As these events occur, ICANN invariably receives requests to recognise new sovereign entities. In some cases we see very inaccurate press reports by “experts” on how country codes will be assigned. Thankfully, we have a very clear process for this that it is worth repeating.
I said in a blog post a couple of years ago the following:
Another thing ICANN is not involved in is deciding the actual codes, or what constitutes a country eligible for a code. Valid country codes are defined by the ISO 3166-1 standard, which is used internationally not just for domain names — but for physical mail routing, currency codes, and more. The ISO 3166 Maintenance Agency is responsible for keeping the list of codes up to date, taking advice from the United Nations Statistics Office on what constitutes a country eligible for a country code.

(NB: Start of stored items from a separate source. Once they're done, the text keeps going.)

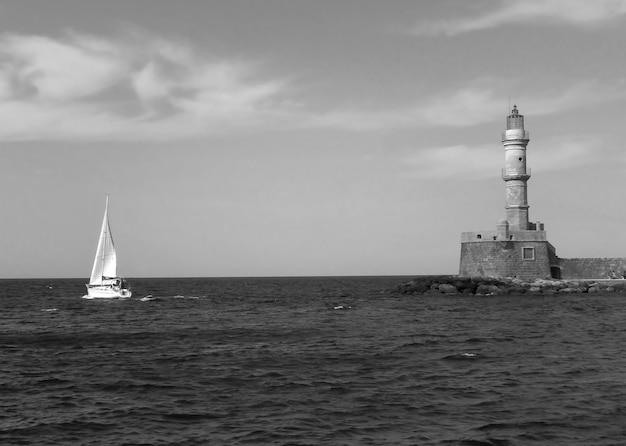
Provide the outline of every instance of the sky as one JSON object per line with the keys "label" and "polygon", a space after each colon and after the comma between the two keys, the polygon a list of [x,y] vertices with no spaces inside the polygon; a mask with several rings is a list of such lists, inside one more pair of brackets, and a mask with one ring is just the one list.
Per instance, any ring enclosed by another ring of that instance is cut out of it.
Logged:
{"label": "sky", "polygon": [[626,0],[0,0],[0,278],[457,274],[530,131],[557,255],[626,256]]}

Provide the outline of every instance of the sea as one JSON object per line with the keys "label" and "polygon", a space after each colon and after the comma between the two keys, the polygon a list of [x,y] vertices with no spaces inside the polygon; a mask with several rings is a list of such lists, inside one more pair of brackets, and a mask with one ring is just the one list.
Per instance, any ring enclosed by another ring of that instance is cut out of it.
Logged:
{"label": "sea", "polygon": [[0,280],[0,444],[626,445],[626,295]]}

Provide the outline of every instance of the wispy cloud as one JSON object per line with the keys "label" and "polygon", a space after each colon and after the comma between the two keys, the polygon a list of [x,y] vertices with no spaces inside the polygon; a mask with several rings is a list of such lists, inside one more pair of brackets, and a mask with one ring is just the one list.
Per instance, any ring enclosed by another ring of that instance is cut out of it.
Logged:
{"label": "wispy cloud", "polygon": [[458,34],[516,23],[567,24],[593,27],[616,21],[626,14],[626,0],[500,0],[482,15],[420,23],[419,35]]}
{"label": "wispy cloud", "polygon": [[289,108],[284,80],[149,36],[5,34],[0,57],[4,139],[178,138],[253,126]]}
{"label": "wispy cloud", "polygon": [[498,145],[428,147],[406,155],[401,162],[421,179],[482,179],[499,172],[503,157]]}
{"label": "wispy cloud", "polygon": [[[572,112],[585,107],[626,99],[623,81],[600,83],[581,81],[560,90],[537,89],[522,99],[524,110],[534,116]],[[436,92],[419,102],[397,109],[335,110],[310,115],[310,126],[345,128],[355,131],[389,130],[403,127],[470,127],[500,119],[508,106],[507,91],[515,86],[498,79],[479,80],[453,91]]]}
{"label": "wispy cloud", "polygon": [[529,147],[529,160],[537,172],[568,170],[601,163],[611,150],[611,146],[598,136],[583,133],[551,136],[540,142],[540,150]]}
{"label": "wispy cloud", "polygon": [[[541,150],[533,150],[531,141],[528,147],[529,167],[536,172],[588,166],[599,162],[598,154],[605,150],[597,138],[581,134],[551,137],[542,141],[541,146]],[[497,141],[478,146],[435,146],[413,150],[400,162],[415,178],[480,180],[499,175],[504,167],[504,149]]]}
{"label": "wispy cloud", "polygon": [[502,99],[491,88],[468,86],[421,98],[419,103],[387,110],[335,110],[310,116],[309,124],[351,130],[399,127],[467,127],[493,120],[502,111]]}
{"label": "wispy cloud", "polygon": [[[186,42],[136,34],[0,35],[0,139],[174,140],[259,129],[386,131],[493,122],[515,89],[509,80],[468,81],[395,108],[327,104],[313,111],[287,77],[215,59]],[[306,90],[299,88],[300,92]],[[309,93],[309,92],[306,92]],[[306,94],[305,93],[305,94]],[[584,81],[523,98],[546,115],[626,98],[619,81]]]}
{"label": "wispy cloud", "polygon": [[127,69],[116,48],[93,38],[71,43],[40,36],[4,36],[0,71],[3,99],[64,101],[87,97],[115,83]]}

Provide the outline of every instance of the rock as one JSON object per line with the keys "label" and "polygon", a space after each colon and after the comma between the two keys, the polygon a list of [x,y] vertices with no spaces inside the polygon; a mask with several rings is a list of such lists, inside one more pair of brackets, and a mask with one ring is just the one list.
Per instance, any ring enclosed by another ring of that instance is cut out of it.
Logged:
{"label": "rock", "polygon": [[507,287],[508,294],[524,294],[528,291],[528,287],[514,283]]}
{"label": "rock", "polygon": [[519,279],[493,277],[420,276],[396,288],[399,294],[440,296],[464,295],[554,295],[571,293],[626,292],[626,282],[607,283],[577,280],[537,279],[532,283]]}
{"label": "rock", "polygon": [[425,283],[417,282],[415,280],[411,280],[410,282],[398,287],[400,294],[421,294],[426,290],[428,290],[428,286],[426,286]]}
{"label": "rock", "polygon": [[476,288],[476,294],[496,294],[500,291],[497,285],[480,284]]}
{"label": "rock", "polygon": [[559,293],[563,293],[563,294],[571,294],[571,293],[584,293],[585,290],[582,288],[572,288],[572,287],[568,287],[568,288],[561,288],[559,290]]}
{"label": "rock", "polygon": [[478,288],[478,283],[468,278],[455,280],[453,285],[463,294],[474,294],[476,293],[476,288]]}
{"label": "rock", "polygon": [[623,281],[616,281],[612,283],[611,286],[615,288],[615,291],[621,291],[621,292],[626,291],[626,283]]}
{"label": "rock", "polygon": [[442,283],[439,285],[439,292],[444,294],[457,294],[459,290],[449,283]]}

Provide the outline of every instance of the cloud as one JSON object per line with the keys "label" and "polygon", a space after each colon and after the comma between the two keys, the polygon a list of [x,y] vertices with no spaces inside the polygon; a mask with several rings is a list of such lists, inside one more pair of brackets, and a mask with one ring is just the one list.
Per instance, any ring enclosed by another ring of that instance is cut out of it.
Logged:
{"label": "cloud", "polygon": [[[259,130],[351,132],[470,127],[493,122],[518,86],[468,81],[395,108],[313,111],[286,78],[258,65],[216,59],[186,42],[147,34],[104,39],[0,35],[0,139],[175,140]],[[520,98],[547,115],[626,98],[623,82],[559,84]],[[520,104],[522,105],[522,104]]]}
{"label": "cloud", "polygon": [[[382,131],[397,128],[471,127],[501,119],[508,112],[507,92],[516,87],[498,79],[479,80],[453,91],[437,92],[413,105],[387,110],[334,110],[311,115],[312,127],[344,128],[353,131]],[[520,98],[523,110],[534,116],[571,112],[598,104],[626,99],[623,82],[612,84],[582,81],[549,93],[539,89]]]}
{"label": "cloud", "polygon": [[533,108],[537,115],[565,113],[587,107],[626,99],[624,80],[615,82],[598,82],[595,80],[581,81],[571,84],[561,91],[529,97],[525,102]]}
{"label": "cloud", "polygon": [[[5,58],[2,78],[13,85],[3,97],[36,97],[39,100],[72,100],[98,93],[123,76],[116,49],[101,40],[71,38],[71,42],[47,37],[15,35],[0,39]],[[13,94],[11,94],[13,93]]]}
{"label": "cloud", "polygon": [[[504,155],[497,144],[429,147],[406,155],[401,161],[411,176],[421,179],[482,179],[497,175]],[[502,155],[502,156],[499,156]]]}
{"label": "cloud", "polygon": [[286,115],[287,82],[181,42],[0,36],[0,138],[171,139]]}
{"label": "cloud", "polygon": [[469,127],[492,121],[502,114],[502,98],[491,87],[467,86],[456,91],[438,92],[387,110],[345,110],[310,115],[312,127],[334,127],[354,131],[388,130],[402,127]]}
{"label": "cloud", "polygon": [[421,23],[413,32],[455,36],[518,23],[593,27],[616,21],[624,14],[626,0],[501,0],[499,7],[483,15]]}
{"label": "cloud", "polygon": [[541,172],[568,170],[601,163],[603,157],[599,155],[607,155],[610,151],[610,146],[599,137],[576,133],[555,135],[542,140],[540,145],[541,150],[531,152],[529,162],[534,169]]}
{"label": "cloud", "polygon": [[[605,149],[602,141],[589,135],[557,135],[541,141],[541,150],[528,146],[529,168],[538,172],[568,170],[599,161]],[[430,180],[464,178],[480,180],[497,177],[504,167],[504,149],[494,141],[487,145],[432,146],[411,151],[401,158],[411,177]]]}

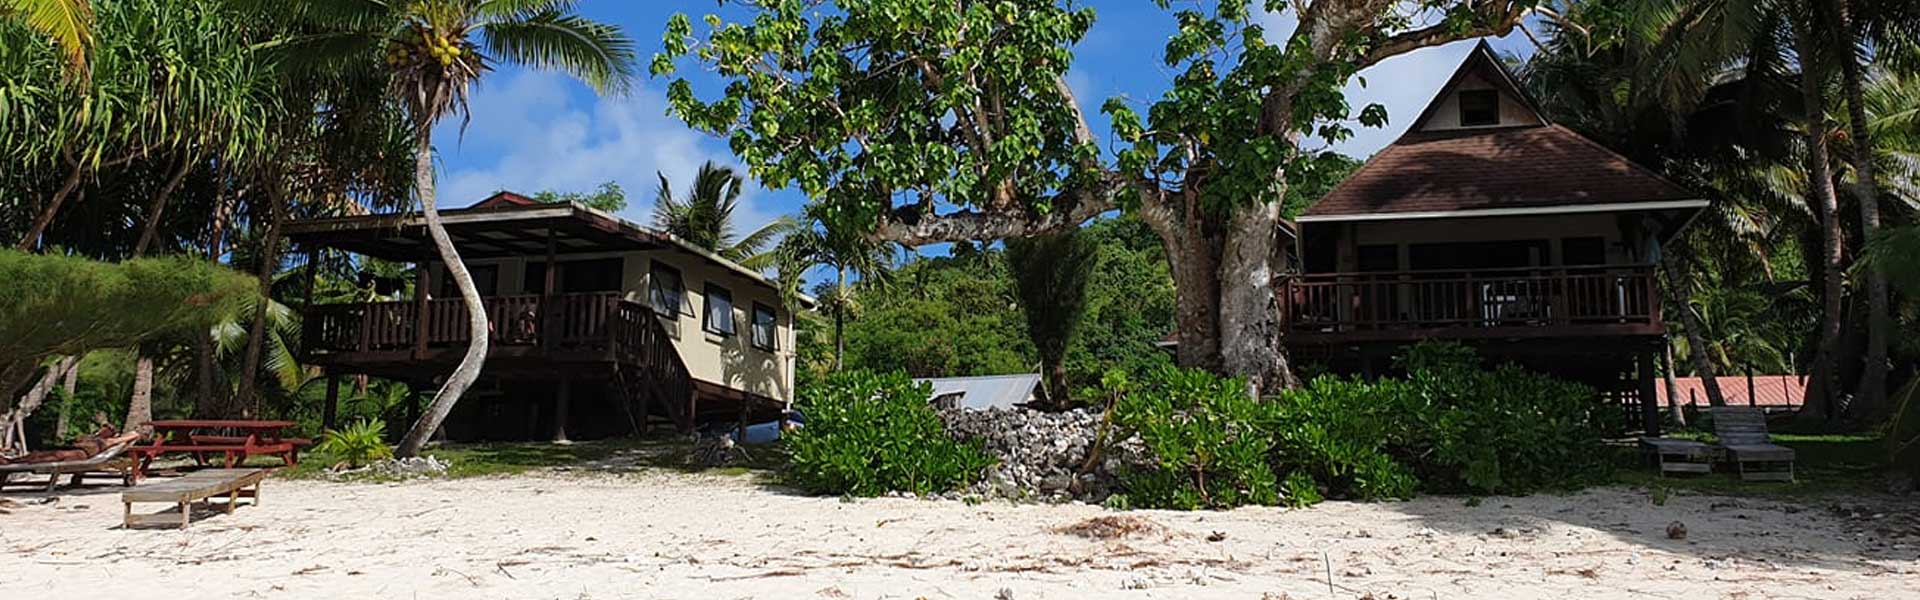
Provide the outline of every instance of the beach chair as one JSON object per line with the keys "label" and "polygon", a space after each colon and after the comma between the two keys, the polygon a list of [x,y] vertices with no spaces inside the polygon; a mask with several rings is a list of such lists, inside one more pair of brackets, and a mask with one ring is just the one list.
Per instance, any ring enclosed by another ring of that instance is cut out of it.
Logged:
{"label": "beach chair", "polygon": [[1640,445],[1653,455],[1661,477],[1669,473],[1712,473],[1713,459],[1720,455],[1719,448],[1693,440],[1641,438]]}
{"label": "beach chair", "polygon": [[123,457],[121,455],[125,454],[127,449],[133,447],[134,442],[137,441],[139,441],[139,438],[129,436],[112,444],[108,444],[106,447],[101,448],[99,452],[95,452],[92,456],[86,458],[52,462],[12,462],[0,464],[0,488],[6,487],[6,484],[10,482],[15,475],[21,473],[46,475],[47,491],[49,492],[53,491],[54,487],[60,484],[60,477],[63,475],[72,475],[73,483],[78,485],[81,478],[87,474],[102,472],[117,475],[120,477],[123,485],[132,486],[134,461],[130,457]]}
{"label": "beach chair", "polygon": [[1773,443],[1767,435],[1767,415],[1750,406],[1721,406],[1713,414],[1713,433],[1733,462],[1734,472],[1747,481],[1793,481],[1793,449]]}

By ensuring ICANN is not tasked with deciding what country codes are valid, ICANN can focus its coordination role by ensuring the country-code domains in the DNS root zone match those allowed by the ISO standard. When new countries are formed, new ISO codes are created, and ultimately they can be added as new country code domains. Similarly, countries disappear, their codes are revoked, and they are retired from the DNS root zone.
It is as true today as it was when this policy was introduced in the mid-1980s. We have a more formal description up online, but fundamentally recognition of a new entity that might be granted a country code originates with recognition by the United Nations. Once that occurs, it will kick off a chain of events that will see a new two letter code added to the ISO 3166-1 standard. Once it is in that standard, IANA will accept applications from suitably qualified candidates to operate the country code domain (see our delegation process described here).
This is what happened most recently in the case of Montenegro. In June 2006 it declared independence, was recognised by the United Nations, and added to the ISO 3166-1 standard in September 2006. Some time after this, the Government of Montenegro approached ICANN for delegation, and once the formal process was concluded, .ME was added to the DNS root zone in September 2007.
As at this time, Abkhazia, Kosovo, Transnistria, Somaliland, South Ossetia and others are not in the ISO 3166-1 standard, so ICANN is not in a position to grant any corresponding country-code domain for them. By strictly adhering to the ISO 3166-1 standard, we ensure that ICANN remains neutral by relying upon a widely recognised and impartial international standard.